I only have registered and sash mortice chisels. Oh and some firmers. I'm a furniture maker not a blooming ships carpenter. Pigstickers are a bit crude for my tastes. That said, I don't often mortice by hand these days, occasionally for fun, or demos at school. Sometimes it is quicker for a one off but a hollow chisel morticer is my weapon of choice. :D I must say, spending hundreds on LN or Veritas and the likes could get a nice bench top morticer. I don't see the sense in boutique mortice chisels.

Mike.

I do not find OBM chisels crude. (As an aside, I share Joel Moskovitz's preference for calling them this rather than their "pigsticker" nickname - just so we are referring to the same chisel). They are precision instruments in the right hands. One of the design features I came to recognise - when the abused vintage chisels were replaced with ones in good condition - was that sharp lands aid in cleaning up the sides of a mortice. Many of the vintage chisels have been derusted and have lost this design feature. Of course newer chisels, such as the RI and the Veritas, will have this feature since the blades have not been abused. The slicing action of the lands is less easy to replicate using a BE bench chisel since the latter is apt to twist slightly in the hand. Sellers is skilled and makes this look easy. I would expect that the average beginning woodworker would not be aware of what he is missing out on.

Regards from Perth

Derek
 
The crux of the issue is that neither the Follansbee mortise cut with a pigsticker, nor the Sellers mortise cut with the pigsticker (both highly experienced woodworkers) looked as well, or were done as quickly, as the one Sellers cut with a plain bench chisel. If the only thing in between is a little practice then that's a small price to pay, exceedingly small when considering the fact that everybody in this game has a set of bench chisels already. I don't believe that this is a skill that took Sellers (Marc Adams, et al.) years to develop, more like a dozen or so practice mortises, maybe less, sump'n like that?

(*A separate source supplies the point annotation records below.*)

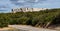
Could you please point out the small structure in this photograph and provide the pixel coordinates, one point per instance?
(27, 9)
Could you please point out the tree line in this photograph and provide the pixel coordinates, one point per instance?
(43, 18)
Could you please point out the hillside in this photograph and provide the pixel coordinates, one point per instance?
(43, 18)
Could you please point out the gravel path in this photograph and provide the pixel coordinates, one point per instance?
(29, 28)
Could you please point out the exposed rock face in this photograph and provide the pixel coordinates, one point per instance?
(27, 9)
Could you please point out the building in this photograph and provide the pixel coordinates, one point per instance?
(27, 9)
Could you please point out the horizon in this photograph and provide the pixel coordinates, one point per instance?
(7, 5)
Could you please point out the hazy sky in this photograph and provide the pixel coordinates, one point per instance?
(7, 5)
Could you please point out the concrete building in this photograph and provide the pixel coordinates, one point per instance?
(27, 9)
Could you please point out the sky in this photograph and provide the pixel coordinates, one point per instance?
(7, 5)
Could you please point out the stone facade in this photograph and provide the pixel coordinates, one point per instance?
(27, 9)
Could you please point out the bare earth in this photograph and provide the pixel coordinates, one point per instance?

Learning to hold, position, and strike a bench chisel without causing it to twist is a good skill to have -- one better learned sooner rather than later.

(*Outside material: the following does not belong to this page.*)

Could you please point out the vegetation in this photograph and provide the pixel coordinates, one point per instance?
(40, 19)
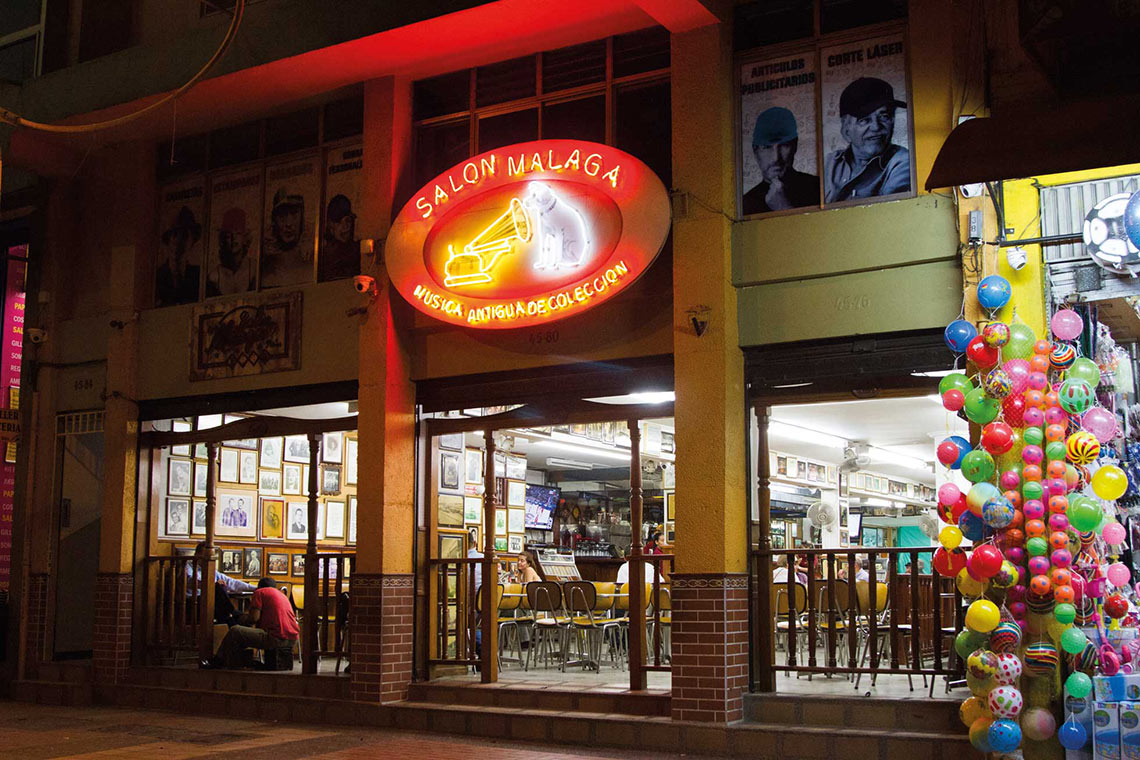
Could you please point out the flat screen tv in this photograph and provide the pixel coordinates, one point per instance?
(540, 505)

We have quality video of two (three counting Marc Adams) well-known and skilled professional craftsmen, who presumably work at speed for a paying clientele, or have done so in the past. It's not hard to compare the results and the video speaks for itself it seems to me.
 
I thought it was pretty slow and fiddly, but it's difficult to know how much that was influenced by being filmed. I think efficiency is relevant. I am not making a living from my woodwork, but that does not mean I have unlimited time - sometimes we just need to get on with it and get a job done. A through mortise like that with at least one visible end is worth doing neatly though.
 
I am not sure the answer is new or second hand chisels. Clean mortises are a function of sharp chisels and technique. On technique there are three or four methods all have their place. The techniques demonstrated in the videos are ok. For half inch mortises I would drill out the majority of the waste and then trim the Mortice to size with a chisel.
Dedicated mortice chisels are good if you chop a lot of them by hand but as demonstrated an ordinary be chisel does an acceptable job
 
In all three videos the best demo is the Sellers with the bevel edge. It's a concise demo that creates a mortise quickly.
Regard the OBM/Pig Stick I'm sure the best ones I have are tapered in their width too. For instance the 12mm is that width at the edge and more like 10mm at the bolster.